The health insurer and health care provider shall make payment arrangements with the Arbitrator or Alternative Arbitrator to pay their respective shares of the costs of the Arbitration within 30 days after the date of the Final Written Decision. The respective shares of the costs of Arbitration are determined as follows:
1. The enrollee is not responsible for any portion of the cost of the Arbitration.
2. The health insurer and the health care provider shall share the costs of the Arbitration equally unless one of the following exceptions applies:
a. The health insurer and health care provider agree to share the costs of the Arbitration in non-equal portions.
b. The health insurer pays the entire cost of the Arbitration for failing to participate in the Informal Settlement Teleconference after receiving proper notice from the Department.
c. The health care provider or the health care provider’s representative pays the entire cost of the Arbitration for failing to participate in the Informal Settlement Teleconference after receiving proper notice from the Department.
G. Confidentiality.
In connection with the Arbitration of a qualifying surprise out-of-network bill, all of the following apply:
1. All pricing information provided by a health insurer or health care provider is confidential.
2. Pricing information provided by a health insurer or health care provider may not be disclosed by the Arbitrator, Alternative Arbitrator or any other party participating in the Arbitration.
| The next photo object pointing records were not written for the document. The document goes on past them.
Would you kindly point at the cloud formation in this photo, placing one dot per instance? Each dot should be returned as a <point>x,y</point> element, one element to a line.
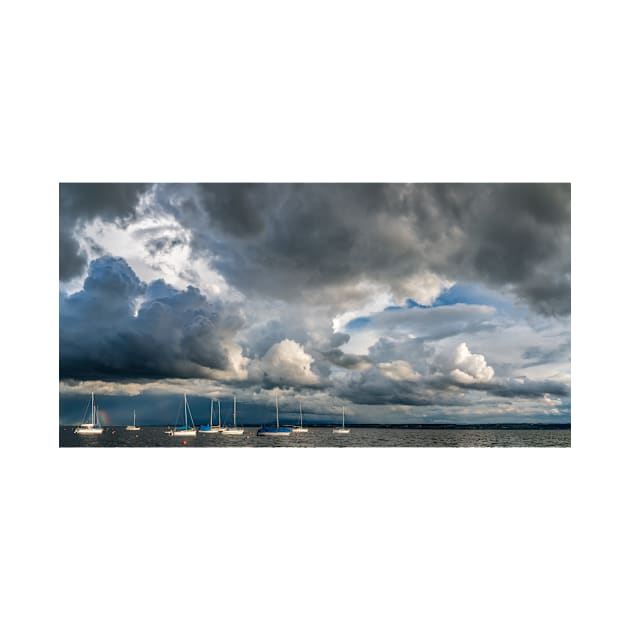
<point>436,297</point>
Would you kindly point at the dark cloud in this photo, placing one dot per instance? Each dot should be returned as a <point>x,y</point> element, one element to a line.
<point>172,334</point>
<point>288,240</point>
<point>79,203</point>
<point>346,360</point>
<point>296,258</point>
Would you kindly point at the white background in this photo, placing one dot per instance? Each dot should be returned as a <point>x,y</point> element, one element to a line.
<point>321,91</point>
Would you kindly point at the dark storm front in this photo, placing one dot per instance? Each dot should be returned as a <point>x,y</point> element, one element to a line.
<point>322,437</point>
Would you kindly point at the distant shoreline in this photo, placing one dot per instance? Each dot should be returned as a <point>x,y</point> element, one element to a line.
<point>503,425</point>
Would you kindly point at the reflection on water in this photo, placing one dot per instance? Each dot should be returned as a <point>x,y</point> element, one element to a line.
<point>323,437</point>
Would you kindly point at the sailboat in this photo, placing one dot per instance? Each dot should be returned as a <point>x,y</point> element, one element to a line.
<point>342,428</point>
<point>186,430</point>
<point>90,428</point>
<point>234,430</point>
<point>301,428</point>
<point>277,431</point>
<point>211,428</point>
<point>133,427</point>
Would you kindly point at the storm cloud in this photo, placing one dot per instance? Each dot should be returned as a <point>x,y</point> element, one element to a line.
<point>290,240</point>
<point>117,327</point>
<point>436,296</point>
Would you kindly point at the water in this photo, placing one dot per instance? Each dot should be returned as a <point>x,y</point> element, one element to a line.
<point>323,437</point>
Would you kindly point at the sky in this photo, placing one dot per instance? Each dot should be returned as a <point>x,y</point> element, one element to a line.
<point>403,303</point>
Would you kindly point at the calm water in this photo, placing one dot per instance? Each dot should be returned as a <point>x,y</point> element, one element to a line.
<point>155,436</point>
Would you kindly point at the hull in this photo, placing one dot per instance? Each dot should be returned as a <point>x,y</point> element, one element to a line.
<point>95,431</point>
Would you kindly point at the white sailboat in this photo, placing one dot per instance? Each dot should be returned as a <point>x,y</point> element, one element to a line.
<point>211,428</point>
<point>276,431</point>
<point>342,429</point>
<point>94,426</point>
<point>133,427</point>
<point>185,430</point>
<point>301,428</point>
<point>233,430</point>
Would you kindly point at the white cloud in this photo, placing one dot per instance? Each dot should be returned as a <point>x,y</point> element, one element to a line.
<point>285,362</point>
<point>470,368</point>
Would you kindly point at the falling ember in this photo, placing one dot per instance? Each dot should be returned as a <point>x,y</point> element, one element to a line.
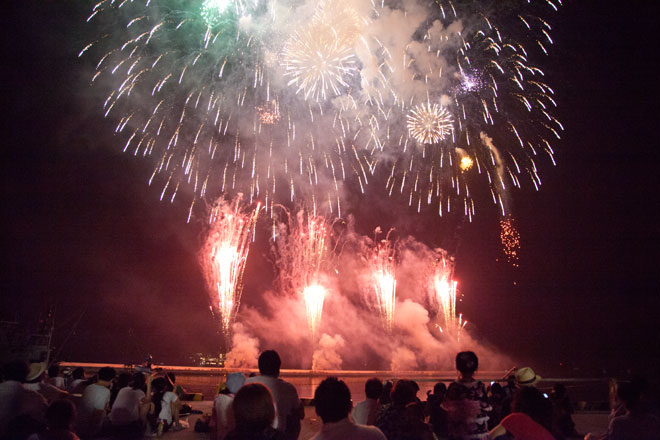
<point>445,290</point>
<point>381,267</point>
<point>268,114</point>
<point>301,250</point>
<point>314,296</point>
<point>429,124</point>
<point>466,163</point>
<point>510,238</point>
<point>224,255</point>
3. Pricing information provided by a health insurer or health care provider may not be used by anyone, except the party providing the information, for any purpose other than to resolve the qualifying surprise out-of-network bill.
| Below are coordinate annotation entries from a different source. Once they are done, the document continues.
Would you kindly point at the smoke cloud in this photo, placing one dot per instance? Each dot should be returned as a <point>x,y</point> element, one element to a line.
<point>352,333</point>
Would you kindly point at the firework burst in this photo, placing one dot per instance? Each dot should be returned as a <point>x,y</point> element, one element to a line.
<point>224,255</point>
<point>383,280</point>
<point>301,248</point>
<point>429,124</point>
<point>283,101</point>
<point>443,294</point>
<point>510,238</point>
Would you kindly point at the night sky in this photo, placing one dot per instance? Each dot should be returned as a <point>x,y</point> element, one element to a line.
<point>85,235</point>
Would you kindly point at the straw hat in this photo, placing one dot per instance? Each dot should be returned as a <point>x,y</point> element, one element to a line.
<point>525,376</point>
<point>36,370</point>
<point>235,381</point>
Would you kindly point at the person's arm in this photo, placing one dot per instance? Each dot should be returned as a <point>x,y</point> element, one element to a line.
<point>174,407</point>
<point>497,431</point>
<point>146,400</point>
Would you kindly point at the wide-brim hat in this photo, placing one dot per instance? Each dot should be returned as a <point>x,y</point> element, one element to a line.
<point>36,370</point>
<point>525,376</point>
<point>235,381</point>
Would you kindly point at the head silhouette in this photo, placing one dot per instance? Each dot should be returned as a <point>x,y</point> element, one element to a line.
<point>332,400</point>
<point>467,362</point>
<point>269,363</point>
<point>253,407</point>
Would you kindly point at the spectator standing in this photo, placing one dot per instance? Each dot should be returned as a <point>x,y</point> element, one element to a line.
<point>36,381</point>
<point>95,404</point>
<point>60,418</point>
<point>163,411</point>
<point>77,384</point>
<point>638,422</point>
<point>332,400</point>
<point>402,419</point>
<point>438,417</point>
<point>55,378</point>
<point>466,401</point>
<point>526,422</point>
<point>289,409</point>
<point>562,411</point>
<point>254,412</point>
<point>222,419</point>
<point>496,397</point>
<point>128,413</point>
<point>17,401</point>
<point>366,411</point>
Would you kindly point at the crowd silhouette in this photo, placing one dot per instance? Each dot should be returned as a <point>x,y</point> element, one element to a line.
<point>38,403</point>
4. All information received by the Department in connection with the Arbitration is confidential and may not be disclosed to any person except the Arbitrator or Alternative Arbitrator.
H. Arbitrator’s Report.
At the conclusion of each Arbitration, the Arbitrator shall produce a report to the Department that contains the following information:
1. Date of Arbitration;
2. Date the Arbitrator issued the Final Written Decision;
3. Whether the parties settled the qualifying surprise out-ofnetwork bill during the Arbitration;
4. The initial amount billed by the health care provider;
5. The payment amount awarded to the health care provider; and
6. Any other information the Department may request an Arbitrator to report prior to an Arbitration.